Шах заметил в серых глазах офицера откровенную неприязнь, ведь под словом «дерьмо» подразумевались Исламбек и его люди. Что ж, ничего удивительного в этом не было. «Летучие мыши» [6]не жаловали чекистов, могли строить им разные козни, и это было взаимно. Но и те, и другие как профессионалы уважали друг друга, а вот таких, как Исламбек, не уважали. Для них он был пауком, которого раздавят сразу, как только он станет не нужен.
«А может, все намного проще? — рассуждал Исламбек в салоне бежевой „Волги“. — А что если меня просто проверяют на „вшивость“, и зря я вообще так дергаюсь?..
Шах тяжело вздохнул и вытер платком появившуюся на лице испарину. Голова раскалывалась то ли от жары, то ли от невеселых мыслей, и он понял, что ничего путного в такой обстановке не надумает.
— Давай-ка для начала к массажисткам, — приказал Исламбек шоферу и откинулся на сиденье.
5
Деревня лежала как на ладони, небольшая, хижин двадцать. Жители спокойно занимались своими делами и гостей не ждали. Прильнув к биноклю, командир спецгруппы морской пехоты США внимательно осматривал местность: спокойствие могло в любую минуту быть нарушено появлением партизан. Эту местность правительственные войска практически не контролировали.
Бойцы расположились на вершине холма среди выжженного тропическим солнцем кустарника и ждали приказа командира. Им было не привыкать орудовать в деревнях, и не важно где: во Вьетнаме или в Африке.
Наконец командир поднял руку и махнул в сторону деревни. Пригибаясь к земле, короткими перебежками группа спустилась с холма. Стрелять не пришлось. Запуганных постоянными налетами жителей, как стадо баранов, согнали на площадь. Туда же вывели вождя племени. Солдаты быстро распяли его на связанных квадратом четырех шестах и положили на землю. Переводчик объяснил вождю, чего хотят белые люди: если он скажет им, где находятся три металлических ящика, которые партизаны отбили у родезийского карательного батальона два дня назад, то солдаты уйдут с миром, если не скажет — они сожгут деревню и перебьют всех жителей.
Вождь мотал головой и бубнил, что ничего не знает ни о ящиках, ни о партизанах. Он и его племя мирные скотоводы и не участвуют в войне.

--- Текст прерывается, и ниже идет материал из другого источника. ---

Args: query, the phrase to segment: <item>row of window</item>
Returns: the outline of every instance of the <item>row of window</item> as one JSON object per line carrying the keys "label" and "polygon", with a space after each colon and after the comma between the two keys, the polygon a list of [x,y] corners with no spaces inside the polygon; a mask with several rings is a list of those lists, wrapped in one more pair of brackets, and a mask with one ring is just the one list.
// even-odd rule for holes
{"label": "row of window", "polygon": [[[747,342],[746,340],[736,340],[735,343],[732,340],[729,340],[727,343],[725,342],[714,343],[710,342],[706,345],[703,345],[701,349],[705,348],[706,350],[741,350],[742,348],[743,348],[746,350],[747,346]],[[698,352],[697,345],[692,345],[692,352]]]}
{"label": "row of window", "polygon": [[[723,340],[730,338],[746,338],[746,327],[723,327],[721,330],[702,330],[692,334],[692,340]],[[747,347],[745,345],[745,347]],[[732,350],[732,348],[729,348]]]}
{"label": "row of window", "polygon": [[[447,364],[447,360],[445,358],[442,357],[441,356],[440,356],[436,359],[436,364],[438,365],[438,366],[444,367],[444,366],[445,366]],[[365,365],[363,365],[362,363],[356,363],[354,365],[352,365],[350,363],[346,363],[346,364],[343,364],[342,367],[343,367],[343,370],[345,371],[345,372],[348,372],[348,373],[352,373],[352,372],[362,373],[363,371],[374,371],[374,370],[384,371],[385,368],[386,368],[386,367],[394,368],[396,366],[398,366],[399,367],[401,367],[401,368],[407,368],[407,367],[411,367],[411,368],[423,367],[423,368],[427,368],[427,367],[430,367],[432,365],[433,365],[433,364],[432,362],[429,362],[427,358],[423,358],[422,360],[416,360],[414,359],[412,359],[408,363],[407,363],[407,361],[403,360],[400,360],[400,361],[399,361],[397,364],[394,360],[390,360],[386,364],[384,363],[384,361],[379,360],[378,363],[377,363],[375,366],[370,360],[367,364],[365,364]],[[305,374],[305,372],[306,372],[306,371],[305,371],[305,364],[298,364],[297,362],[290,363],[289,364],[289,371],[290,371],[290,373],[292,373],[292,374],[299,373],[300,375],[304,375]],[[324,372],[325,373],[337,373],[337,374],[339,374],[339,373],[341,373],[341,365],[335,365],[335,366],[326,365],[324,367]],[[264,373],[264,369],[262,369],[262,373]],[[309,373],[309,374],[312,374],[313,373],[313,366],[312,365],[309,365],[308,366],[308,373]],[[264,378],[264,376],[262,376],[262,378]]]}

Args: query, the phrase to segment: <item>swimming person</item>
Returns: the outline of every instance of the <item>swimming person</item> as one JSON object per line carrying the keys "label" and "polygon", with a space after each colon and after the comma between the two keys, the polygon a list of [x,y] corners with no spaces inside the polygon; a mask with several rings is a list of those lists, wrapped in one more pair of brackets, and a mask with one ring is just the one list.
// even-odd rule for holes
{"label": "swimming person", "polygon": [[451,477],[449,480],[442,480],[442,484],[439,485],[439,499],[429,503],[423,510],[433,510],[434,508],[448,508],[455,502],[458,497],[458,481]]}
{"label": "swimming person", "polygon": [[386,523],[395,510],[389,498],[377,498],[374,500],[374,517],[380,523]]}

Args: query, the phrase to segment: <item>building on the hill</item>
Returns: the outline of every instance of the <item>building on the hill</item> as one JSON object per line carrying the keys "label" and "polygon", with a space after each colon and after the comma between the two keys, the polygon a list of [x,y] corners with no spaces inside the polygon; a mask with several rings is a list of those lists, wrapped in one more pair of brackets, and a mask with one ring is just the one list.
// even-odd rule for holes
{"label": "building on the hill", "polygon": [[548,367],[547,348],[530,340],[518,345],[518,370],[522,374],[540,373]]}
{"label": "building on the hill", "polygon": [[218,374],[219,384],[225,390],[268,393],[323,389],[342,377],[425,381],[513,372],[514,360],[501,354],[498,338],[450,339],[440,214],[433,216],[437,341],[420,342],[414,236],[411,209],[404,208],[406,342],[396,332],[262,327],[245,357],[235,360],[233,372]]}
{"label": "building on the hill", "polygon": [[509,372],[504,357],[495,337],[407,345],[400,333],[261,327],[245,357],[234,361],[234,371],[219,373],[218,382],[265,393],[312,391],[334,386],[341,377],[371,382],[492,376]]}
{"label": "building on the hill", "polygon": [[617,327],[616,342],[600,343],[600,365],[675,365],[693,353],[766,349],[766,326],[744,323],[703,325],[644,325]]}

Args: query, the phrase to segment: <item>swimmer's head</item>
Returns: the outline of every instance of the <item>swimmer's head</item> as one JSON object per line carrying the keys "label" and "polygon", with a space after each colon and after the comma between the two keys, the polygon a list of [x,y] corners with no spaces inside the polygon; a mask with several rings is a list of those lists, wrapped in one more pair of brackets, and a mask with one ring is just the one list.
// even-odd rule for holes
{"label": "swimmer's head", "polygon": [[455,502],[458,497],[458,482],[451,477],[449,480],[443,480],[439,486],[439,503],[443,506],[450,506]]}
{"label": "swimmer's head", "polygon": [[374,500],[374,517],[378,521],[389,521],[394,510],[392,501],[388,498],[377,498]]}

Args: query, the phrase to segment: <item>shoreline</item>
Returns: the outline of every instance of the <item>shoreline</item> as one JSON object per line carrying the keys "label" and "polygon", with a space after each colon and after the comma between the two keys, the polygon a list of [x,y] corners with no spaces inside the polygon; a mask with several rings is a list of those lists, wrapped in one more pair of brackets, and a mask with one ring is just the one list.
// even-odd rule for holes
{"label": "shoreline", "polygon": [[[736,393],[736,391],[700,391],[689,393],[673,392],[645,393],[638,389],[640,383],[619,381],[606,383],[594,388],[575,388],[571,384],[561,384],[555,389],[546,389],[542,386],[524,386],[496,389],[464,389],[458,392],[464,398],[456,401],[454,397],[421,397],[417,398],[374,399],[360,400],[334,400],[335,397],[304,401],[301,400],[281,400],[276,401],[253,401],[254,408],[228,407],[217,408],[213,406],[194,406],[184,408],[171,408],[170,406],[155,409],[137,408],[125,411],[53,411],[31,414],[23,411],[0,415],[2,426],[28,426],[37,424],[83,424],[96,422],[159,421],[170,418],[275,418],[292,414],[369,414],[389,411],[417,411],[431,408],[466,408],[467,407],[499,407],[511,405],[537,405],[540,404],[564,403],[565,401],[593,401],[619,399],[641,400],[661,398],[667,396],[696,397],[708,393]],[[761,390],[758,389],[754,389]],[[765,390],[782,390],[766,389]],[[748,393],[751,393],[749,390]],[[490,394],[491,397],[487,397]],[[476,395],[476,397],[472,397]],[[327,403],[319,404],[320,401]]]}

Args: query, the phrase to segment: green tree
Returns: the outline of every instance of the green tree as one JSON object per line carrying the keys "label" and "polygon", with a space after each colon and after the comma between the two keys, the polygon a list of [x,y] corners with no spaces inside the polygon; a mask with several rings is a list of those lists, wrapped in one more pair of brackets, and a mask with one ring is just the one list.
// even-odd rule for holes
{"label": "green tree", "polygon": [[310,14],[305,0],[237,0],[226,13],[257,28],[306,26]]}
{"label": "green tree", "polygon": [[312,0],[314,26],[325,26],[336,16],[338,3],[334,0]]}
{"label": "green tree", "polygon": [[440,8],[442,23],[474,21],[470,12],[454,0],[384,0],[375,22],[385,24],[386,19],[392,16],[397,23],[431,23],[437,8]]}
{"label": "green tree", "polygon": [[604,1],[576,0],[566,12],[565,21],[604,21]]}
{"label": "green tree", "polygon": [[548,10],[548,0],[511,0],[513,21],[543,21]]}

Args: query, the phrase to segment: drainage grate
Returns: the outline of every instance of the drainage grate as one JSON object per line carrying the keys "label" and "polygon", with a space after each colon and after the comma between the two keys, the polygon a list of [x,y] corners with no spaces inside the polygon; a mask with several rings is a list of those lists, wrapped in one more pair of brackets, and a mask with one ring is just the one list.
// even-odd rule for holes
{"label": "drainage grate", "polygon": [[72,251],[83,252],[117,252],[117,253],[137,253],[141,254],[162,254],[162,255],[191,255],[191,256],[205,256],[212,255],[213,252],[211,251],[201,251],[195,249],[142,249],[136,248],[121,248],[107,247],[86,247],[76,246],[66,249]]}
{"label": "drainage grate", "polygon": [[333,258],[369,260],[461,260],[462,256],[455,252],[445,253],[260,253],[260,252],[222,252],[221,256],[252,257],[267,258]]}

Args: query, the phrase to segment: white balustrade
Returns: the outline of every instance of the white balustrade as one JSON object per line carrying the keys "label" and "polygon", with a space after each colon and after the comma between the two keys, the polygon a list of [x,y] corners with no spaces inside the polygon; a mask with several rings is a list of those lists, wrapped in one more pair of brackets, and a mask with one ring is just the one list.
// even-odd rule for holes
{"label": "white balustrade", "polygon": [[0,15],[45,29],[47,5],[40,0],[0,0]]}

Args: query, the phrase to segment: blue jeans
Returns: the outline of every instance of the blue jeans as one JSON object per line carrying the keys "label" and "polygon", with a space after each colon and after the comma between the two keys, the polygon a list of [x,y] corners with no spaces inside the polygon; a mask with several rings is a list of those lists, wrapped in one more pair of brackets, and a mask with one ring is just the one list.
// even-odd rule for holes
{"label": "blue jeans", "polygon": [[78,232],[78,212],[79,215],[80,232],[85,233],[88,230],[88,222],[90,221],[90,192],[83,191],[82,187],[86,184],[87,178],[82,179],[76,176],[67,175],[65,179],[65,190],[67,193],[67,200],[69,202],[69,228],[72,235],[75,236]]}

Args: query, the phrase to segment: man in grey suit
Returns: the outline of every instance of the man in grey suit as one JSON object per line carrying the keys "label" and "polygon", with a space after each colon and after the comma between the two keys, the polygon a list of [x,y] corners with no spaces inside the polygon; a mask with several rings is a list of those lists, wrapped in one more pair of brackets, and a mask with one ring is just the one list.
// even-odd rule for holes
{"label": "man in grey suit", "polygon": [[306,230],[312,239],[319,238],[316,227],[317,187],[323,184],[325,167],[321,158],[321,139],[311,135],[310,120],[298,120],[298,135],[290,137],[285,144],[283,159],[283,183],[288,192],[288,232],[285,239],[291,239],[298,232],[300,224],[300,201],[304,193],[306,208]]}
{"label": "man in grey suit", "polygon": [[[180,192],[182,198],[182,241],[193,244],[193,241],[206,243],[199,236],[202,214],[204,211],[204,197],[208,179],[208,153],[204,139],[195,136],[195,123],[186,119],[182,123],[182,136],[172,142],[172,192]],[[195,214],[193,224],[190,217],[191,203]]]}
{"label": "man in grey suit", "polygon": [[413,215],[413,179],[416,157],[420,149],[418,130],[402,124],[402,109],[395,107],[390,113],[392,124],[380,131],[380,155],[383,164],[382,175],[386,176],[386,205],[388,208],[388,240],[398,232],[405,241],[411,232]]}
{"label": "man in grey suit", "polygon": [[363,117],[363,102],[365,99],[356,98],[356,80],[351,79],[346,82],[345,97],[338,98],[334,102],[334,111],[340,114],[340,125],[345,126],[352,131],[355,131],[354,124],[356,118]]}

Командир спецгруппы развел руками:
— Сержант, приступайте.
Сержант Хантер взмахнул широким длинным ножом, предназначенным для рубки кустарника, и одним махом отсек вождю левую руку. Страшная боль исказила лицо старца, и он захрипел проклятия. Стоящее на коленях племя завыло.
Видя, что его действия должного результата не принесли, и долго не раздумывая, Хантер отсек распятому вождю правую руку, затем, пока тот был еще в сознании, обе ноги — по очереди. В завершение он отрезал голову, кинул ее в толпу, а нож воткнул в расчлененное тело.
Хантера уважали в морской пехоте и командиры, и солдаты. Однажды, еще во Вьетнаме, слишком впечатлительный новобранец спросил сержанта, испытывает ли тот сострадание к своим жертвам?
— Нет, — ответил сержант. — Я их не воспринимаю как людей. Для меня они крысы. А разве можно жалеть крыс?
Он с удовольствием давал голодным вьетнамским ребятишкам голубые таблетки, предназначенные для разогревания рациона и очень похожие на конфеты. Во время горения огня не видно, но температура высокая. Сержант и его друзья зажигали таблетки и кидали детям. Те хватали их и прожигали ладони насквозь.